En cause d’appel, Mme [M] verse aux débats plusieurs pièces justificatives (photographies, certificat d’aptitude et attestations d’affiliation à la fédération française de cyclotourisme pour les années 2003 à 2011).
Si ces pièces établissent effectivement l’existence d’une pratique sportive intensive dans ce domaine pour Mme [M] avant les soins pratiqués par le Dr [H], elle ne justifie pas, pour autant, de l’existence d’un préjudice permanent post-consolidation à ce titre, l’expert judiciaire ayant seulement noté sur ce point au bas de la page 30 de son rapport, que Mme [M] se plaignait de n’avoir pas pu participer à une course cycliste [Localité 13]-[Localité 9] et d’avoir été limitée dans la pratique du vélo pendant la durée des soins chez le Docteur [H], ce qui correspond nécessairement à la période antérieure à la consolidation de son état.
Il en est de même des doléances exprimées dans les conclusions de l’appelante à ce titre, dans lesquelles elle fait valoir que 'les rendez-vous successifs auxquels elle a dû se rendre l’ont privée de nombreuses sorties et entraînements nuisant in fine à sa condition physique', les faits ainsi évoqués se rapportant nécessairement à la période antérieure à la consolidation de son état sans qu’il soit soutenu, ni a fortiori justifié, qu’une gêne dans sa pratique sportive ait subsisté après cette consolidation, étant rappelé que le préjudice d’agrément subi avant consolidation est inclus dans l’indemnisation du déficit fonctionnel temporaire dont il est l’une des composantes.
Le jugement déféré sera donc confirmé en ce qu’il a rejeté toute demande de ce chef.
Sur les demandes accessoires
Les dépens d’appel seront supportés par le Dr [H] et son assureur qui succombent, conformément aux dispositions de l’article 696 du code de procédure civile.
Il est équitable de faire application de l’article 700 du code de procédure civile au profit de Mme [M].
PAR CES MOTIFS
La cour, statuant publiquement, par arrêt de défaut, dans les limites de l’appel,
Confirme le jugement déféré sauf :
en ce qu’il a alloué à Mme [M] la somme de 1 241,50 € au titre de son déficit fonctionnel temporaire,
en ce qu’il l’a déboutée de ses demandes aux titres :
des dépenses de santé avant consolidation,
des dépenses de santé après consolidation,
des frais divers.
L’infirme sur ces quatre points et, statuant de nouveau et y ajoutant :
Condamne in solidum le Dr [H] et son assureur la société MACSF à verser à Mme [M] les sommes suivantes, après imputation des débours de la CPAM :
17 876,90 € au titre des dépenses de santé avant consolidation,
23 € au titre des dépenses de santé après consolidation,
389,10 € au titre des frais divers,
1 577,75 € au titre du déficit fonctionnel temporaire.

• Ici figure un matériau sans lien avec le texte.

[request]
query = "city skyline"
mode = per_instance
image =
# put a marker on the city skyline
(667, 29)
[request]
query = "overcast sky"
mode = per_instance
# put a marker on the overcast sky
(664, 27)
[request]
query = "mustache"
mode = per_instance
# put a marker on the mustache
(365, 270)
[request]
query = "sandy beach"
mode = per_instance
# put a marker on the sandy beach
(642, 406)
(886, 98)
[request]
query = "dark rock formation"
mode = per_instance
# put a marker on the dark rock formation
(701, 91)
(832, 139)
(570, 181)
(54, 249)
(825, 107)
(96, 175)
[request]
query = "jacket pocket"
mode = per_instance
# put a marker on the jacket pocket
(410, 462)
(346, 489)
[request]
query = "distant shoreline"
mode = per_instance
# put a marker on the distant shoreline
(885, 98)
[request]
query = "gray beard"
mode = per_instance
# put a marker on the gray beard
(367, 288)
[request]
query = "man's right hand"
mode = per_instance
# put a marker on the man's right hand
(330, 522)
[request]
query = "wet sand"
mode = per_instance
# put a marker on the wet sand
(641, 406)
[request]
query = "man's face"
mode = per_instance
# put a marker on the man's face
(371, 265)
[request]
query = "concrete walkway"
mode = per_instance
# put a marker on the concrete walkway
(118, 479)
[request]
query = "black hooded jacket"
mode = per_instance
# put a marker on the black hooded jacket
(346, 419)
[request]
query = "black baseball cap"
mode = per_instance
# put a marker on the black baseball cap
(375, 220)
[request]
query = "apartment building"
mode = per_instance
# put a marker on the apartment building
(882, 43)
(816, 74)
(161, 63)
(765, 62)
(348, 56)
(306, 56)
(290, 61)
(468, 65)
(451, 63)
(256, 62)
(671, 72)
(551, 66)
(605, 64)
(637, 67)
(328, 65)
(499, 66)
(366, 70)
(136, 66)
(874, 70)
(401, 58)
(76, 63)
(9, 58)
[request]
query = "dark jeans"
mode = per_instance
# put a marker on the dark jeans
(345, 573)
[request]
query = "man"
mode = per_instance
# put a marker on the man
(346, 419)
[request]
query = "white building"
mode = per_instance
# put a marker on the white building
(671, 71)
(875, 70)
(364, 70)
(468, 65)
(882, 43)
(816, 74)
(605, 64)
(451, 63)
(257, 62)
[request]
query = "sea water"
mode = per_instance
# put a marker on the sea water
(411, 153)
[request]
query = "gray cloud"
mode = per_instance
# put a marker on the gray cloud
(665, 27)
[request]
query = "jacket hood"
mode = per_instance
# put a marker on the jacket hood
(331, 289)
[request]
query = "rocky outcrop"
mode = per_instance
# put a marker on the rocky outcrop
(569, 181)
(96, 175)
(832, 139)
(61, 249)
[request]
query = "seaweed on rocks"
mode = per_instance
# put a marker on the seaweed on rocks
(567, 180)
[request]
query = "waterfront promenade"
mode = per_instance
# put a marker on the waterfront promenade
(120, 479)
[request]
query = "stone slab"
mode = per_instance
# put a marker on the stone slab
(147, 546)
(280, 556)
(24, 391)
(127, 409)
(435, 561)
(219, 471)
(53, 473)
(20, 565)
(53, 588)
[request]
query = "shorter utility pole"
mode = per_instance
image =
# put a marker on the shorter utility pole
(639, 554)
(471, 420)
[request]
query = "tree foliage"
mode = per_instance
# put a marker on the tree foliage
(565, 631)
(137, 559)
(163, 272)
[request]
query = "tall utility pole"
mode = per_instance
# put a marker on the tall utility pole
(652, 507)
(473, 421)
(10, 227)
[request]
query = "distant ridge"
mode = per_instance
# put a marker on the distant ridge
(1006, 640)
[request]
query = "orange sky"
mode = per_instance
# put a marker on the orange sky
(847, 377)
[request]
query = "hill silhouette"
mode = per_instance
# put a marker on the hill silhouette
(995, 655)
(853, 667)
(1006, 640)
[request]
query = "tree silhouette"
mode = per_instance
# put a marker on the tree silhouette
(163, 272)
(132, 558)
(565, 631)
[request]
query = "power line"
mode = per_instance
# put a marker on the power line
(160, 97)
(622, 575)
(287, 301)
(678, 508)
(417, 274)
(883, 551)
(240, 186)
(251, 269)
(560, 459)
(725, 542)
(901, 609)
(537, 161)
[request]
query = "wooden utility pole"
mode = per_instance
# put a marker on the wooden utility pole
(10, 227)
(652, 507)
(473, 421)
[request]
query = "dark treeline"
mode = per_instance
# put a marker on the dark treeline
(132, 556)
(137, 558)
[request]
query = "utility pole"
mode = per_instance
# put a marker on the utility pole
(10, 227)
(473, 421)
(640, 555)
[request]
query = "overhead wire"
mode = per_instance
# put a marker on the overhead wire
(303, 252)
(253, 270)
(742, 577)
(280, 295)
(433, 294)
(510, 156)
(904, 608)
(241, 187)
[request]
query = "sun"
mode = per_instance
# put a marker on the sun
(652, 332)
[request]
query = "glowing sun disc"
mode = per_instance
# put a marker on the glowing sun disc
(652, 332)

Condamne in solidum le Dr [H] et son assureur la société MACSF à payer à Mme [M] la somme supplémentaire de 2 000 € en application de l’article 700 du code de procédure civile.

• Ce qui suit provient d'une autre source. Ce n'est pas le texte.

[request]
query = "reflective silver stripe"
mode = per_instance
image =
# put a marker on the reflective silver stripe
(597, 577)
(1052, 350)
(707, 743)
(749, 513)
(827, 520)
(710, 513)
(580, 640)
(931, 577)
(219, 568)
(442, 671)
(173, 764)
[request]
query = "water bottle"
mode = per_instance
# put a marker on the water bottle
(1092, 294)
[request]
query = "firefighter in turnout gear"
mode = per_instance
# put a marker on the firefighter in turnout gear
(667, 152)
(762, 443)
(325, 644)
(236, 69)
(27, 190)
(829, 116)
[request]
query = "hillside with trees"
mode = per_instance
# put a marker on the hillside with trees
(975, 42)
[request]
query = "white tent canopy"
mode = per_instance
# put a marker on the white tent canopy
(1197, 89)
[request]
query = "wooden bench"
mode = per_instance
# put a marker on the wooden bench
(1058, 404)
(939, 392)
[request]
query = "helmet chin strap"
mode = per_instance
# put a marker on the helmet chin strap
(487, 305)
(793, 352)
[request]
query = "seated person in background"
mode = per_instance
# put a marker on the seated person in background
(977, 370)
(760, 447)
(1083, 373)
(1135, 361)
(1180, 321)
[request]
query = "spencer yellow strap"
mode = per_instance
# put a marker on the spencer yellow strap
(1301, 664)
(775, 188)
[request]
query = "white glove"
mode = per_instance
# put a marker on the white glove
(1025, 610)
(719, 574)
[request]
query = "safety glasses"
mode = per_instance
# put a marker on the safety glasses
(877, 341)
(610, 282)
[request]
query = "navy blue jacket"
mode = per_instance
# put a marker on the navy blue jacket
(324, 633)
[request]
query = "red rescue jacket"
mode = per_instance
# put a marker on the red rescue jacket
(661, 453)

Rejette toutes les autres demandes.
Condamne in solidum le Dr [H] et son assureur la société MACSF aux dépens d’appel.
Prononcé par mise à disposition de l’arrêt au greffe de la cour, les parties en ayant été préalablement avisées dans les conditions prévues au deuxième alinéa de l’article 450 du code de la procédure civile,
Signé par madame Clerc, président, et par madame Burel, greffier auquel la minute de la décision a été remise par le magistrat signataire.